Run-time Methods of a Data Flow Component
At run time, the data flow task examines the sequence of components, prepares an execution plan, and manages a pool of worker threads that execute the work plan. The task loads rows of data from sources, processes them through transformations, then saves them to destinations.
Sequence of Method Execution
During the execution of a data flow component, a subset of the methods in the PipelineComponent base class is called. The methods, and the sequence in which they are called, are always the same, with the exception of the PrimeOutput and ProcessInput methods. These two methods are called based on the existence and configuration of a component's IDTSInput90 and IDTSOutput90 objects.

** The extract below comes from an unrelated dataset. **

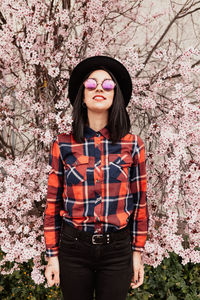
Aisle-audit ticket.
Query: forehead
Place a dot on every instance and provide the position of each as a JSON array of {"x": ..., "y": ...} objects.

The following list shows the methods in the order in which they are called during component execution. Note that PrimeOutput, when called, is always called before ProcessInput.
- AcquireConnections
- Validate
- ReleaseConnections
- PrepareForExecute
- AcquireConnections
- PreExecute
- PrimeOutput
- ProcessInput
- PostExecute
- ReleaseConnections
- Cleanup
PrimeOutput Method
The PrimeOutput method is called when a component has at least one output, attached to a downstream component through an IDTSPath90 object, and the SynchronousInputID property of the output is zero. The PrimeOutput method is called for source components and for transformations with asynchronous outputs. Unlike the ProcessInput method described below, the PrimeOutput method is only called once for each component that requires it.
ProcessInput Method
The ProcessInput method is called for components that have at least one input attached to an upstream component by an IDTSPath90 object. The ProcessInput method is called for destination components and for transformations with synchronous outputs. ProcessInput is called repeatedly until there are no more rows to process from upstream components.
Working with Inputs and Outputs
At run time, data flow components perform the following tasks:
- Source components add rows.
- Transformation components with synchronous outputs receive rows provided by source components.
- Transformation components with asynchronous outputs receive rows and add rows.
- Destination components receive rows and then load them into a destination.
During execution, the data flow task allocates PipelineBuffer objects that contain all the columns defined in the output column collections of a sequence of components. For example, if each of four components in a data flow sequence adds one output column to its output column collection,the buffer that is provided to each component contains four columns, one for each output column per component. Because of this behavior, a component sometimes receives buffers that contain columns it does not use.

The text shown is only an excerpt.